Spielman tried to demonstrate just how tough those decisions can become when he gathered with reporters in January, just after the Vikings' season ended with a 10-6 record and a surprise run to the playoffs. Naming one reporter as an example, Spielman said, "(He) may be a great leader and a locker room guy, but to pay him $10 million a year to go out and play linebacker for us, even though he may be a great guy in the locker room, that's kind of extreme."
And that is what Spielman is dealing with right now.
Even before the Percy Harvin situation took on added life this week, Minnesota already had a laundry list of items to consider before free agency begins in March.

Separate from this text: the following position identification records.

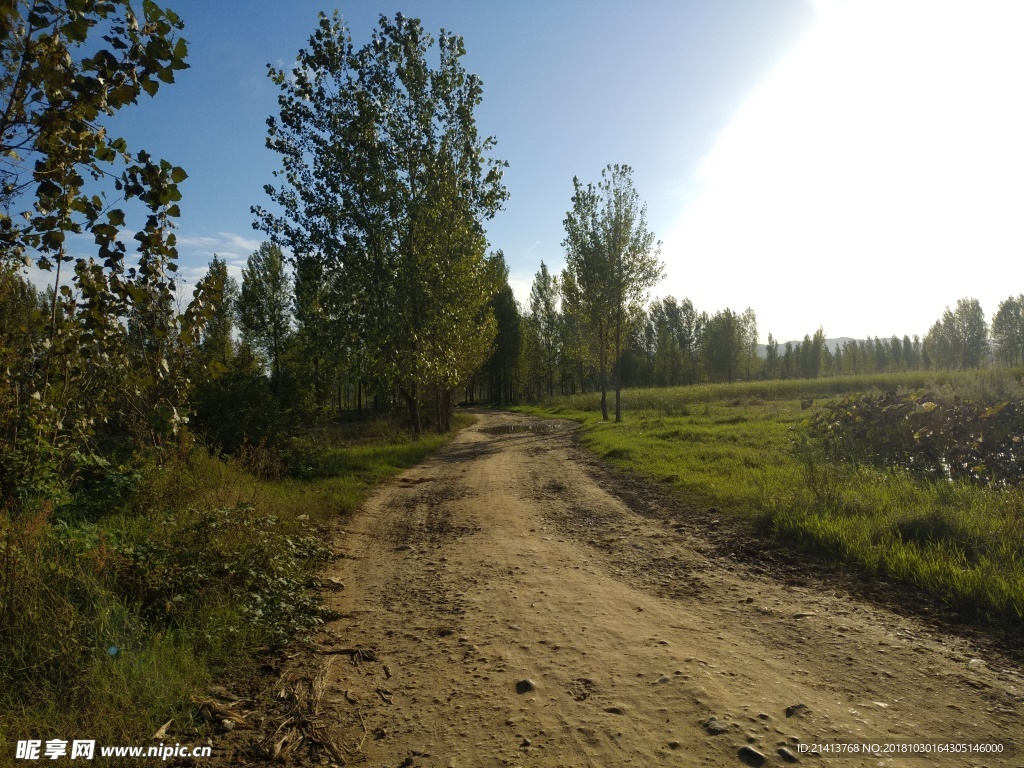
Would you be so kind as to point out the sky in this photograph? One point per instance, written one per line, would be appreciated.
(852, 165)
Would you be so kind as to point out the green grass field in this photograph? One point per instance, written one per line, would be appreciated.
(134, 595)
(743, 449)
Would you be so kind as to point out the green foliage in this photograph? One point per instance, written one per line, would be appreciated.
(613, 261)
(103, 360)
(1008, 331)
(742, 449)
(239, 407)
(154, 579)
(264, 306)
(924, 433)
(387, 183)
(543, 330)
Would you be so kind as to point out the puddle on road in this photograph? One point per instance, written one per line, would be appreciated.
(523, 428)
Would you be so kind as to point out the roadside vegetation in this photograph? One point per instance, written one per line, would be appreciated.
(150, 581)
(167, 462)
(750, 451)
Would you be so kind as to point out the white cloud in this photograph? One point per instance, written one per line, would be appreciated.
(873, 178)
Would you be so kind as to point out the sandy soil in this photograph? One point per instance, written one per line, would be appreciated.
(499, 606)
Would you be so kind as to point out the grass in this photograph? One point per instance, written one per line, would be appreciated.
(158, 579)
(742, 449)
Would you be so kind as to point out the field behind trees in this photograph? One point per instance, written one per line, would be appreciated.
(747, 453)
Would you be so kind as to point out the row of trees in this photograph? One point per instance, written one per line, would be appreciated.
(671, 343)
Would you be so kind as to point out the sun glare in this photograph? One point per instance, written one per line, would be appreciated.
(880, 164)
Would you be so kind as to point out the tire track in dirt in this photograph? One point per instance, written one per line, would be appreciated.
(501, 560)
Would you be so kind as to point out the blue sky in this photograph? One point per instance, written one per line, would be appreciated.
(855, 165)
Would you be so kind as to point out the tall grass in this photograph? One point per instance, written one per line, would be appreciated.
(157, 579)
(994, 383)
(742, 449)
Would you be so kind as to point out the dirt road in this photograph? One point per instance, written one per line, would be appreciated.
(501, 608)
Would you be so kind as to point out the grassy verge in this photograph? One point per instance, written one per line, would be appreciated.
(742, 449)
(155, 579)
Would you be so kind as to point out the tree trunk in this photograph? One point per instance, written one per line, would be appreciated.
(414, 408)
(603, 357)
(617, 367)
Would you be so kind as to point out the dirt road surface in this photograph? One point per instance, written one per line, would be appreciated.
(500, 607)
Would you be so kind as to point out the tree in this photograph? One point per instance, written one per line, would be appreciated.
(613, 260)
(771, 358)
(1008, 330)
(749, 333)
(264, 306)
(218, 342)
(502, 366)
(544, 324)
(385, 177)
(724, 345)
(67, 67)
(958, 339)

The Vikings would like to re-sign some key free agents such as right tackle Phil Loadholt and fullback Jerome Felton. The draft, again, will be important for a young team looking to develop sustained success. Add in the reported issues with Harvin, and the need to either sign him to a long-term contract, trade him before he enters the final season of his rookie deal or face an ugly holdout, and Spielman has a busy month ahead of him.

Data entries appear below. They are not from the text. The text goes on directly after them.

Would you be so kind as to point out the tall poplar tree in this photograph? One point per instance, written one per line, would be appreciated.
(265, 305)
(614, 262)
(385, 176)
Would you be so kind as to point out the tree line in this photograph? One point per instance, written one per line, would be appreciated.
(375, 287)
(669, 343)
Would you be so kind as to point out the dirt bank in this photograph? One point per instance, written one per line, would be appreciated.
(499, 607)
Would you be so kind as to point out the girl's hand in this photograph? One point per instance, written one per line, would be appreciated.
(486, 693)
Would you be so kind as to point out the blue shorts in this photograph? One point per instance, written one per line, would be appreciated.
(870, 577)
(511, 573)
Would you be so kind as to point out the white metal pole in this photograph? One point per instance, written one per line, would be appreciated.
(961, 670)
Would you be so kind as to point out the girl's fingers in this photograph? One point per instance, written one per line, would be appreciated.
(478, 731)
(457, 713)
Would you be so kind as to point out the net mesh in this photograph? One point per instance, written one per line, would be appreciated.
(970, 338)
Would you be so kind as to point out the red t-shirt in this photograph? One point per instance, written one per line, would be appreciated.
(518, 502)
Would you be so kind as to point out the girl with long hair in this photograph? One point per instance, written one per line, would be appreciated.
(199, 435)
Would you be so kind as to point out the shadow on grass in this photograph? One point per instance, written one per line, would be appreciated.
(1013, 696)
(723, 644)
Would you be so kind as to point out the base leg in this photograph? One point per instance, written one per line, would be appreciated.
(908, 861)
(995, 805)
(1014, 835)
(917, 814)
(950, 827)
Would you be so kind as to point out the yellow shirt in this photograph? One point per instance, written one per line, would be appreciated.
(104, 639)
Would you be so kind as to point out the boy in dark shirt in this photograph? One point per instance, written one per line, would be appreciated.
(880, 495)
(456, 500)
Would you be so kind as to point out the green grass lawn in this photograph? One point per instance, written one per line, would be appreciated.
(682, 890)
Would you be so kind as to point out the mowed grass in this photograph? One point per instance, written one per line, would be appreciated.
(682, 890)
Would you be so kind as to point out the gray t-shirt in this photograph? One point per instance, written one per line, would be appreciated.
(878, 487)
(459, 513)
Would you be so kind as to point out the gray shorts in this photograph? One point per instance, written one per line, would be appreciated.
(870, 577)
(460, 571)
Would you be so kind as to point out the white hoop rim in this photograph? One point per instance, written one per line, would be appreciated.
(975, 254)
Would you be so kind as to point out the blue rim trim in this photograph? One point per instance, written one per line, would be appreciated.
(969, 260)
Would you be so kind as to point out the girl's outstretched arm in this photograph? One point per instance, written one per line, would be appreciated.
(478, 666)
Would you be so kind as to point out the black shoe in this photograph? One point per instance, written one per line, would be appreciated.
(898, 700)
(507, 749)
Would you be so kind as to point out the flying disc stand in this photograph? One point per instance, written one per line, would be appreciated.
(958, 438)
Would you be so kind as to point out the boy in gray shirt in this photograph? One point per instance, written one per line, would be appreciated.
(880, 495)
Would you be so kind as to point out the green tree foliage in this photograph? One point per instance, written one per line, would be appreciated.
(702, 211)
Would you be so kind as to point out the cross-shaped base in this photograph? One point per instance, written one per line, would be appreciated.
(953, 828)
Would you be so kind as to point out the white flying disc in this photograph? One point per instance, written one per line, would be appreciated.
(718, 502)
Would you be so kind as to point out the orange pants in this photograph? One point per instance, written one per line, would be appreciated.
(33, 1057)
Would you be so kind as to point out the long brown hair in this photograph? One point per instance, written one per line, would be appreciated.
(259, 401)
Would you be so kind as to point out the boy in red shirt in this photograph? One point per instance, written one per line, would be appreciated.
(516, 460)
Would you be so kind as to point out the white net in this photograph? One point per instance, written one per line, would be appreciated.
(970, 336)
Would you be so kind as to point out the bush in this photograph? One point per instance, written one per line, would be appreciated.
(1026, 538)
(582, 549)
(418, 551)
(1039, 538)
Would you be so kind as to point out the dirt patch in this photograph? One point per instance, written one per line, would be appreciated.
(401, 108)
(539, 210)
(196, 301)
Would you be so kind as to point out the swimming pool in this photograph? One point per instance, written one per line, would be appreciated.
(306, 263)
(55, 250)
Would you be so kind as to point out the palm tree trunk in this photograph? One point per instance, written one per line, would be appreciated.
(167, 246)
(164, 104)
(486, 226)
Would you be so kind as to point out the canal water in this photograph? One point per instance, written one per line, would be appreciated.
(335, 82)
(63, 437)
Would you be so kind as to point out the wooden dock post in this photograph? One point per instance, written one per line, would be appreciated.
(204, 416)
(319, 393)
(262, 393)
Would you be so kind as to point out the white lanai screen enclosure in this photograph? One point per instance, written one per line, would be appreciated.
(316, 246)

As Spielman faces those tasks, an underlying theme for the Vikings is the status of its defense. Minnesota was the seventh-youngest team in the NFL last year, but its defense is aging and costly. With Spielman focused on keeping his team young, he's likely looking at a defense that is anything but, at least when it comes to the key components.

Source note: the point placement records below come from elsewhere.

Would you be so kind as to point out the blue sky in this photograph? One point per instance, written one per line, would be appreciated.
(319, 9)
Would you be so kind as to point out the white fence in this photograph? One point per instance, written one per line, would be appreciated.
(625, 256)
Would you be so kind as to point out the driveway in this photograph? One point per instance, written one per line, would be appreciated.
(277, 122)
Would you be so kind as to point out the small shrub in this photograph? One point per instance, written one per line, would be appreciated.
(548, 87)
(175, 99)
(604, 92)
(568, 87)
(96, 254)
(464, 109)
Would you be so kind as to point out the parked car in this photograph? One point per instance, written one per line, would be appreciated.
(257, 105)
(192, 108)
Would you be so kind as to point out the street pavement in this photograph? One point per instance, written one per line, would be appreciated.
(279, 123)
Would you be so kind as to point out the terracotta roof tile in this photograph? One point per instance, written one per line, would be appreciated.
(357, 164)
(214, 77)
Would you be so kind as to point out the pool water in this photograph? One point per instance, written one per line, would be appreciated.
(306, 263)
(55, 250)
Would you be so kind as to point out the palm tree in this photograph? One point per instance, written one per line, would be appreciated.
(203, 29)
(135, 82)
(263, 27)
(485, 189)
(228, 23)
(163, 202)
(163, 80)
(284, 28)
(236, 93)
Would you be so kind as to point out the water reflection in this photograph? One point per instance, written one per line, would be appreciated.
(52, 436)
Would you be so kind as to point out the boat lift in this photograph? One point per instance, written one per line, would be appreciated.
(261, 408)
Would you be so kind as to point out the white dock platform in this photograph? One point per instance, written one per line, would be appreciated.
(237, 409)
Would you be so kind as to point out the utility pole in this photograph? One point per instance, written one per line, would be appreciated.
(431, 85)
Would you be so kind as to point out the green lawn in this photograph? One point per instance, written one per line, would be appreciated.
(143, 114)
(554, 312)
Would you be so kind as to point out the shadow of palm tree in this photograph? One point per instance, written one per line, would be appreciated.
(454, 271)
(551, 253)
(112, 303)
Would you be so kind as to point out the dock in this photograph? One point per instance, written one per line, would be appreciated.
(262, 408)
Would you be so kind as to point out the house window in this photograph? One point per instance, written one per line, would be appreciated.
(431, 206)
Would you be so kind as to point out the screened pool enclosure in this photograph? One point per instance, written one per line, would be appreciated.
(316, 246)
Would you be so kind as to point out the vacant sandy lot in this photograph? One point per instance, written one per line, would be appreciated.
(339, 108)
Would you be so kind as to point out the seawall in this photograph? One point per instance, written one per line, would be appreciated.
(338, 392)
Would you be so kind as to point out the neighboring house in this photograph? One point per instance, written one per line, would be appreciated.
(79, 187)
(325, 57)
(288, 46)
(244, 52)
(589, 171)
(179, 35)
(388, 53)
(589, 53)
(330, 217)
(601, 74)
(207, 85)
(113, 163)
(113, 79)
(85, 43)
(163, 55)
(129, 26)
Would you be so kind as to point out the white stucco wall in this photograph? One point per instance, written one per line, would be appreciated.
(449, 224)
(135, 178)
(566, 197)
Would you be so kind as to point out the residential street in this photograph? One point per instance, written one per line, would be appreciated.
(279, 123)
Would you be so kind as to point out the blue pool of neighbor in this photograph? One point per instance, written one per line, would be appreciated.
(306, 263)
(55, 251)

Five of the team's top six salaries go to defensive players. Of players currently signed for 2013, the defense has five of the team's seven players who will be at least 30 years old when the season begins. Yet those players are considered important leaders for the Vikings.
Cornerback Antoine Winfield proved his importance in 2012 after missing much of the previous year. Winfield, who will be 36 when the 2013 season starts, has one year remaining on his contract and is due $7.25 million after racking up 109 tackles, 1.5 sacks, three interceptions last season.
"He's defied the odds," Spielman said. "There are guys that come through that somehow defy the odds. I have a study there on saying cornerbacks at ‘X' age aren't going to be able to perform to their same level. But he's been an exception to that rule."
The longest-tenured Vikings player is defensive tackle Kevin Williams, who just finished his 10th season with the team. Williams is still a solid veteran in the middle of the defensive line, but he doesn't make the every-game impact he once did. Williams, who will be 33 when next season begins, has two years remaining on contract at $7 million per season.
"The intangibles in this is a big deal when you're trying to get the locker room the way you want it, and both Antoine and Kevin are guys who've achieved a lot of success in our league, a lot of success," coach Leslie Frazier said at his season-ending press conference. "There's no question about it; would love to have those guys on our team going forward. That's something that we're going to talk about when we have our personnel meetings with Rick and the personnel department, and just talk about their fit going forward."
Defensive end Jared Allen is one year removed from being the runner-up in Defensive Player of the Year voting. Playing through a shoulder injury, Allen still led the team last season with 12 sacks. But Allen, who will be 31 when the season starts, carries a $17.06 million cap number. Even linebacker Chad Greenway ($8.7 million cap number) and defensive end Brian Robison ($6.67 million) will be 30 years old next season.
"There's a lot of value to that leadership and a lot of value to the character," Spielman said. "And again, when you go through the whole process and start putting the pieces together, are there ways to keep them there? Should we keep them there? Do we try to renegotiate? Do you let them play out their deal? So there are a lot of different ways, and those are the decisions that we are going to have to make. But you still have to go out there and perform and play."